The purpose of the section of code marked

1) Waits for the waveform to be close to 'zero'

is to assure that you start sampling at a recognisable place, and that a whole number of cycles are sampled. If you start sampling and filtering at a random place each time you call calcVI, and if you do not stop at the equivalent place on the wave an integral number of cycles later, you will introduce a level shift each time and the filter will never settle. The resulting "d.c." will give you the wrong value in the r.m.s calculations.

thanks for fast answer, but i can not follow?

you want to say that sampleV, sampleI from batchend must be used at batchstart?

and my idea a INIT is needed would be wrong?

in case of the FULL WAVE EMON ( and a exact start of batch at zero crossing )

Vfiltered , I filtered, and also V shifted  start values should be set to "0"  pls see

http://www.editgrid.com/user/kll/EMONsimulation

a intentionally use of the values from end of last batch?

pls tell me how old you think these values are?

minimum the calculation time for the results, serial print and loop back ( 100ms== 5 waves??)

plus max half wave for search zero crossing,

_{and i dont run EMON batch after batch, there is a time adjustable call routine because have other things to do,}

_{and i use same instance of emon on 5 current lines ( same volt )}

_{( 5 EMON instances would mean 5 times all variables ? correct?)}

but anyhow , the suggested WAY B, doing same,

use batchend values at start and already do sampling and filtering while search next zero crossing

this actually must be used if you are right, could call it a SOFTSTART of the batch.

The init of the LASTxxx variables with the first reading at batchstart, would be WAY A.

"and i use same instance of emon on 5 current lines ( same volt )"

This is WRONG. You must have an instance for each input, otherwise - as you are have found - you create problems.

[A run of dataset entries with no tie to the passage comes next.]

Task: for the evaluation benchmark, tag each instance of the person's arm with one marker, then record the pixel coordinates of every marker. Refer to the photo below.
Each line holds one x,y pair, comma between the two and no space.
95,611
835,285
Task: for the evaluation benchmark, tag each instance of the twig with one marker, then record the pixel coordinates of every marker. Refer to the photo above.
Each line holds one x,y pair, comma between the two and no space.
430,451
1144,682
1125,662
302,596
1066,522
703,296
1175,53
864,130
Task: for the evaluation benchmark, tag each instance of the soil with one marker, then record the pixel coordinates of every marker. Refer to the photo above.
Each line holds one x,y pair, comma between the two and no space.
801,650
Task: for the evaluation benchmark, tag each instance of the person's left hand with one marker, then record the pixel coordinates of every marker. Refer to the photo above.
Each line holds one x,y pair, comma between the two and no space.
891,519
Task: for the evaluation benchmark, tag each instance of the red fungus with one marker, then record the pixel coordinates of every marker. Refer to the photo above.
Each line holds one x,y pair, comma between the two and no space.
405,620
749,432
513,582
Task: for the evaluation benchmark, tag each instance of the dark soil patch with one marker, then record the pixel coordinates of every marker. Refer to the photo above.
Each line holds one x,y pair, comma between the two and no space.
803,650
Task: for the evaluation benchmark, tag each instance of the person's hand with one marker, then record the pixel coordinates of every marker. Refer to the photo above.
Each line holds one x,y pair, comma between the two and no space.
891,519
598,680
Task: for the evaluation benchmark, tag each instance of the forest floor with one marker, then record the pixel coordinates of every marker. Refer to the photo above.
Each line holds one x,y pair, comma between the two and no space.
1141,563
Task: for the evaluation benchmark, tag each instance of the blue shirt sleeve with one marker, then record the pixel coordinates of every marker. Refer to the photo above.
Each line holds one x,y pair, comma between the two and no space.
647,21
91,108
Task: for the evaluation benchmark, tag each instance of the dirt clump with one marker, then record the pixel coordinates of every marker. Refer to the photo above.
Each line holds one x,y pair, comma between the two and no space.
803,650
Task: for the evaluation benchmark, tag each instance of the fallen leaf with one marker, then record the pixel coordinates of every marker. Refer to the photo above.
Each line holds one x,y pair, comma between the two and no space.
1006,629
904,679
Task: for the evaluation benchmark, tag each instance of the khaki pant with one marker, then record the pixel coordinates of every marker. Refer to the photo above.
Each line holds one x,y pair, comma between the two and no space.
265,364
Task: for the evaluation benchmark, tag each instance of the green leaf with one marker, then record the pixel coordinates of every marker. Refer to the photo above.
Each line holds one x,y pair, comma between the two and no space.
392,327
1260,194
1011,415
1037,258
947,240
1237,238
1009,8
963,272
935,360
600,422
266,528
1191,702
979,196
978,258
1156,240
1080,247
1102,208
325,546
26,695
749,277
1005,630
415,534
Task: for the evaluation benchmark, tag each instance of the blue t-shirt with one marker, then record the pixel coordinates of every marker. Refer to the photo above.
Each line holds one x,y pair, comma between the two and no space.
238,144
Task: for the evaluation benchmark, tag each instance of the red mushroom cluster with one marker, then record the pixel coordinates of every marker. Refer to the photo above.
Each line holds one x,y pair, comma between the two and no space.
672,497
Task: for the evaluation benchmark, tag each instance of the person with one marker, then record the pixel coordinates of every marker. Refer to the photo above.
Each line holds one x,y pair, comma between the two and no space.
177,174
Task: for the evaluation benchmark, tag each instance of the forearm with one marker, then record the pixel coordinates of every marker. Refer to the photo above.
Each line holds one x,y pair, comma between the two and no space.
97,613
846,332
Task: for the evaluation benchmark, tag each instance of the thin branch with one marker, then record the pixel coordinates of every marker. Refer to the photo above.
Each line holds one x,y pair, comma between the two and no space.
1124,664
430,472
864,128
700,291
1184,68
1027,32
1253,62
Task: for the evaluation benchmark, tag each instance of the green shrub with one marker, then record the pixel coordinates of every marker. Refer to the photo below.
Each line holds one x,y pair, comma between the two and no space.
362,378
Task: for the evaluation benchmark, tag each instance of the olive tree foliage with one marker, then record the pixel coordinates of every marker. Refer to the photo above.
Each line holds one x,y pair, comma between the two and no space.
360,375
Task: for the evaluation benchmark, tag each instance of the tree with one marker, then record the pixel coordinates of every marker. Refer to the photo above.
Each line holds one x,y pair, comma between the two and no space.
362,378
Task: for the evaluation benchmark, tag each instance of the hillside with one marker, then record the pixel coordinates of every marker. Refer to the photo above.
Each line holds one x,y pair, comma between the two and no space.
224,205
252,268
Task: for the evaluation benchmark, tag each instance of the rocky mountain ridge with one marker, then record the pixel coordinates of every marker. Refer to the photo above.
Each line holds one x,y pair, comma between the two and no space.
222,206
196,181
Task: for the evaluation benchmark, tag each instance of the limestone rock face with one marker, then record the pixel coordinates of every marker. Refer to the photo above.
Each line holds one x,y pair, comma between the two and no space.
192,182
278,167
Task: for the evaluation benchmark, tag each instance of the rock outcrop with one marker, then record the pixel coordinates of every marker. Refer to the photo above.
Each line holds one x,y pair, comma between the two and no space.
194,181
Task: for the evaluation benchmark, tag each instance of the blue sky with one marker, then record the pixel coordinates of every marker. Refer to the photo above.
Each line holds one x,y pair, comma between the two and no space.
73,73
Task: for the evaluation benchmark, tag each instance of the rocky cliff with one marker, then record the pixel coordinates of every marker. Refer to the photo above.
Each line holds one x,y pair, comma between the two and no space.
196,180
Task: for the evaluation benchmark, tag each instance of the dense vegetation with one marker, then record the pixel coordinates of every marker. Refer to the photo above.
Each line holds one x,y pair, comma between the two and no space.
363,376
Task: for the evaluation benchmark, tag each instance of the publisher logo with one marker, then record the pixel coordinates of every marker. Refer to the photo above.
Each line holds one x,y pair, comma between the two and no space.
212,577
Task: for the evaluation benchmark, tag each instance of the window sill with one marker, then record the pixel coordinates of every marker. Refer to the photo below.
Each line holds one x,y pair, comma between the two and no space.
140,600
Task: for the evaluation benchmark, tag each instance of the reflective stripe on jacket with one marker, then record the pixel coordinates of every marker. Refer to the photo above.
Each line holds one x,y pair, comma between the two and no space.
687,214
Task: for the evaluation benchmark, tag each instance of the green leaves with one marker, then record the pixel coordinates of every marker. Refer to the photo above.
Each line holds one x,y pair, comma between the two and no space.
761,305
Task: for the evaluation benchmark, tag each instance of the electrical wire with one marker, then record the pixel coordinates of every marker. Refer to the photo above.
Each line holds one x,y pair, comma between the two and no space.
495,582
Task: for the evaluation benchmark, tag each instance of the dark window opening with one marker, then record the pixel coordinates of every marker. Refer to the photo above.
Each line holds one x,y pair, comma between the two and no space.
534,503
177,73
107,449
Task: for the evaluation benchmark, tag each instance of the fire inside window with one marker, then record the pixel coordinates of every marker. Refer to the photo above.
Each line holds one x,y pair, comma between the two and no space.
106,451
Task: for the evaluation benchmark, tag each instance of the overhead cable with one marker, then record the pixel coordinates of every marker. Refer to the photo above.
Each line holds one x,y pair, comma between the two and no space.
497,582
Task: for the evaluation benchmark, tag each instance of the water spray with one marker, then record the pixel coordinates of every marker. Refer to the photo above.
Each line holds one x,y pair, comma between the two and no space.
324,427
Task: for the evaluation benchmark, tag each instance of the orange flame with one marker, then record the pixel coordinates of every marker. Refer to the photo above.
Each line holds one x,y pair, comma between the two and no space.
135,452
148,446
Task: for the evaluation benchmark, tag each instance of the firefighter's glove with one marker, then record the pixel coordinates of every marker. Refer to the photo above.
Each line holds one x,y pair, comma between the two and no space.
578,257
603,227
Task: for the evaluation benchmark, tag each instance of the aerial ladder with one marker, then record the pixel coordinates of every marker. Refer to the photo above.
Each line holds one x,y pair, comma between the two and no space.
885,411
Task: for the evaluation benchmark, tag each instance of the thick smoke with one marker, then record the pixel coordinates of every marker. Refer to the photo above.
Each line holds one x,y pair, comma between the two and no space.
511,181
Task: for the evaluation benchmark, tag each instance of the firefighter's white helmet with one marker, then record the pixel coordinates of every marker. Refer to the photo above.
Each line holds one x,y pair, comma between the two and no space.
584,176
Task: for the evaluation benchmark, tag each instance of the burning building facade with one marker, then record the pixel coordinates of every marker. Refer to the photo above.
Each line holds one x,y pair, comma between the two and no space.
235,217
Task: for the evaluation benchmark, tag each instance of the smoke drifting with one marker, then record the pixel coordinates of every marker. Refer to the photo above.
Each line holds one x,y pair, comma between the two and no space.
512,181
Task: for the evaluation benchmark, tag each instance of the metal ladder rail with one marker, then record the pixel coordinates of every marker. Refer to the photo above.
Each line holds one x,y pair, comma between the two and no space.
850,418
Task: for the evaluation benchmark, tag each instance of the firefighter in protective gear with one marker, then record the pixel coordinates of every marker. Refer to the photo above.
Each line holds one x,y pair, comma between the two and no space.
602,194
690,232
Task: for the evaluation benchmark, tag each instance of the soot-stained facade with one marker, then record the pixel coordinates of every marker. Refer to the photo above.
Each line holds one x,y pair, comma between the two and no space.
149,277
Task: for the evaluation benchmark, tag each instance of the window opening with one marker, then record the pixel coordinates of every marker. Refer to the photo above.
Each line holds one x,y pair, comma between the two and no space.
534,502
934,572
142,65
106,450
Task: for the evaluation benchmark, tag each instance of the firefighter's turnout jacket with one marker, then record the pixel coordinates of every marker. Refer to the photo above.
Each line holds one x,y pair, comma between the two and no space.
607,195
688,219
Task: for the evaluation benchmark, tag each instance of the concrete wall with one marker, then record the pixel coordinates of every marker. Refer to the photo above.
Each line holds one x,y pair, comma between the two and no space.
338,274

All your problems will go away when you create separate instances of EnergyMonitor.

The cost in extra variables is not great, 19 doubles, 8 integers and 2 boolean = 94 bytes  x 4 more instances?

There are many, many people using the software as it was written and when you use it correctly,  it works.

You will find a description of the software filter at https://en.wikipedia.org/wiki/High-pass_filter - scroll down to Discrete-time realization.

thanks, i will try.

OK, expanding on my last answer:

The time constant of the filter is the sample period x 0.996 / (1 - 0.996).  The sample period will depend a little on any extra instructions you have put in the loop, I measured 53 samples in 20 mS, therefore the time constant works out at 94 mS. This is the time it takes for the step change to reach 63% of the final value.  A general rule says you need 5 x time constant ( = 0.5 s) to reach within 1% of the final value, and to get a stable value to within 0.1% (1 count), you need to wait rather more than this. Any reading you make before the filter has settled will be wrong.

Now if you connect the input of the filter to different sensors, each will be at a different d.c voltage because the bias components will not all be exactly the correct value, so you will introduce a step each time and you must allow the filter to settle before you use the reading.

However, when you have one filter for each sensor, the filter "goes to sleep" while you read the remaining sensors, and continues where it left off when you next read that sensor, so it continues to settle and when it has done so (after about 8 time constants, but interrupted while the program goes away and reads other sensors) then you can use the result immediately. But you still need to discard the readings for the first 10 - 15 seconds or so after powering up while the filters settle and the reading stabilises.

sorry , i have to bring up the EMON INIT Problem again.

the EMON batch uses 4 memory variables,

    lastSampleV=sampleV;                          //Used for digital high pass filter
    lastSampleI=sampleI;                          //Used for digital high pass filter
   
    lastFilteredV = filteredV;                    //Used for offset removal
    lastFilteredI = filteredI;                    //Used for offset removal   
   
at Program Start sampleX and filteredX are 0.
this leads to a first batch result what can not be used.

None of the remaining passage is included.